La fumée, monta, rampa mollement contre la muraille, lécha les aspérités de la roche, s’enroula aux racines pendantes, et aux lianes grimpantes, s’insinua dans les interstices de la pierre, mais ne voulut point pénétrer dans la caverne. Elle flotta constamment à l’entrée, sans se décider à s’enfoncer dedans.
Et le sorcier de dire aux canaques : « Vous voyez ?… Les diables ne veulent pas laisser entrer la fumée… Quand la fumée va dedans, les diables soufflent pour l’arrêter. »
Le manque d’appel d’air de la grotte protégea le malheureux Tayo gras, il ne fut pas enfumé comme un rat réfugié dans son trou.
Puisqu’il n’y avait pas moyen d’asphyxier le Tayo gras et ainsi l’obliger à sortir de son asile, le sorcier imagina de l’emmurer afin de le forcer à se rendre, lorsqu’il comprendrait que l’évasion n’était plus possible, la nuit, à la faveur du sommeil de ses gardiens.
Les canaques, en adroits quadrumanes, se cramponnèrent aux rochers, s’équilibrèrent sur des points d’appui.
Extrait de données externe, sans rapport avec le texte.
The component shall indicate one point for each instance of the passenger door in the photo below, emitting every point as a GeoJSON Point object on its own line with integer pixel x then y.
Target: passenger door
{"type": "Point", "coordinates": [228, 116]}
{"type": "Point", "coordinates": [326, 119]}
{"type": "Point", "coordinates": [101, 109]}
Lorsqu’ils furent solidement installés, de mains en mains ils se passèrent les moellons qu’ils ramassaient dans les éboulis. — Les moins peureux, rassurés par la présence du sorcier, disposèrent avec adresse les pierres, en un mur épais qui monta, monta, et bientôt boucha l’entrée de la caverne. — Le Tayo gras était bloqué.
Ce travail achevé, le sorcier, expliqua aux guerriers : Maintenant c’est fini… Si les canaques de Pouapanou viennent vous menacer de leurs armes, et que vous les poursuiviez, le Tayo gras ne pourra profiter de cette occasion pour sortir de son trou et se sauver… Nous le tenons. Dans quelques jours le Tayo gras aura faim, il aura soif… Le Tayo gras viendra taper contre le mur avec un caillou, pour demander à sortir… Vous allez rester là, dans la forêt, devant les rochers pour le veiller, et l’attendre… Les guerriers qui sont à Pouapanou vous apporteront des ignames, des bananes, et des poissons, tout ça pour vous, pour manger.
Moi, je vais aller à Bondé parler au Grand Chef et à tous les vieux qui sont là-bas, parce qu’il y a des canaques qui ont fait mauvais dans la guerre… C’est pour ça que le Tayo gras a pu s’échapper de sa case de Pouapanou. Maintenant Téama le Chef mort, et les diables, sont en colère. Moi, je vais aller parler avec eux, dans les banians de la rivière. Puis s’adressant plus particulièrement au Chef de guerre :
Le grand Chef de Bondé, il a dit que si vous n’ameniez pas Tchiaom le Tayo gras, il ne fallait pas venir à Bondé, parce que les bourreaux allaient tuer dix de vous. Comme ça, partir d’ici, c’est pas bon.
Après ces paroles qui entretenaient la crainte chez les guerriers, le vieux sorcier s’éloigna suivi de ses gardes de corps.
Et la horde docile des canaques resta là, dans le cirque de rochers, sous les arbres, à surveiller la muraille derrière laquelle dormait le Tayo gras. Un service de ravitaillement s’organisa depuis les cultures de la tribu envahie jusqu’aux forêts de l’Ignambi.
Après s’être rendu compte du trop grand nombre de leurs ennemis, devant l’impossibilité de la lutte, la peuplade de Pouapanou avait quitté la région, en abandonnant son Tayo gras.